Breakwave Bi-Weekly Tanker Report - October 3, 2023

• VLCC spot market sees uptick in late September amid ongoing Atlantic challenges – Following a period of subdued fixing, the VLCC market experienced a brief period of elevated activity, which in turn pushed spot rates to relatively high levels rather fast, providing a ray of hope after the recent downturn. VLCC rates in the Middle East region went up considerably due to tightening vessel availability, with charterers scrambling to secure vessels for their October loading programs. Although there are encouraging signs following such a weekly upturn, the year-on-year comparison indicates that the market is still lagging, as freight rates struggle to find a stable footing. In the Atlantic, the tonnage list is still exerting pressure on the market, although shipowners continue to seek higher rates, especially as the winter season approaches. With September behind us, a crucial question remains unanswered: Will spot rates for VLCCs receive a boost from Chinese crude oil imports and the expected increase in fuel demand during the northern hemisphere winter season? In the Atlantic market, there is a scarcity of projected tonnage that will help avoid additional downward pressure on rates. At the same time, we expect higher oil export volumes out of the Middle East despite all the talk about lower production levels. Combine the above with the potential for inclement weather, and the ingredients for a winter rally are firmly in place.

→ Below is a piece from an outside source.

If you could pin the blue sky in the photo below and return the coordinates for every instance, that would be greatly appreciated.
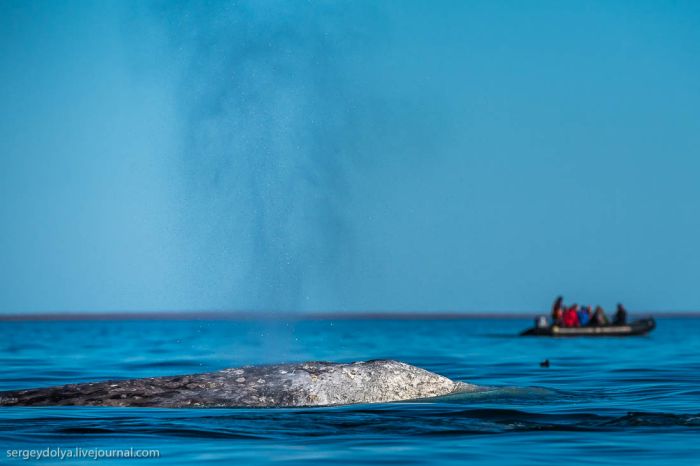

• Oil price forecasts move up as spot prices top $90 per barrel – There is nothing that changes sentiment more than price, and the recent rally in oil prices have once again pushed major banks to revisit their own oil projections, which just a few months ago were sitting at much lower levels than today. Unfortunately, the lag effect on analyst projections remains an unspoken rule, and with oil prices exceeding $90 per barrel, the question now becomes how quickly OPEC will increase (“cheat”) production to take advantage of the rally in prices, now that the market expects a significant deficit as we head into the strongest quarter of the year in terms of demand. For those who have followed OPEC for a while, there is always a difference between actions and words, and already August saw an increase in exports despite all the talk about declining production. Our expectation is that supply will be higher than what most people expect, which should aid tanker volumes as we head into the winter. Such a supply increase combined with slower economic growth due to a challenging macro environment should in turn lead to lower oil prices. Once again, such a view is firmly against consensus, similar to our previous view in the summer for higher oil prices, when most investors were concerned about demand rather than supply.

• Tanker cycle driven by tight supply, recovering demand – The tanker market is recovering from a long period of staggered rates as the growth in new vessel supply shrinks while oil demand is recovering in line with the global economy. A historically low orderbook combined with favorable demand fundamentals should continue to support increased spot rate volatility, which combined with the ongoing geopolitical turmoil, should support freight rates in the medium term.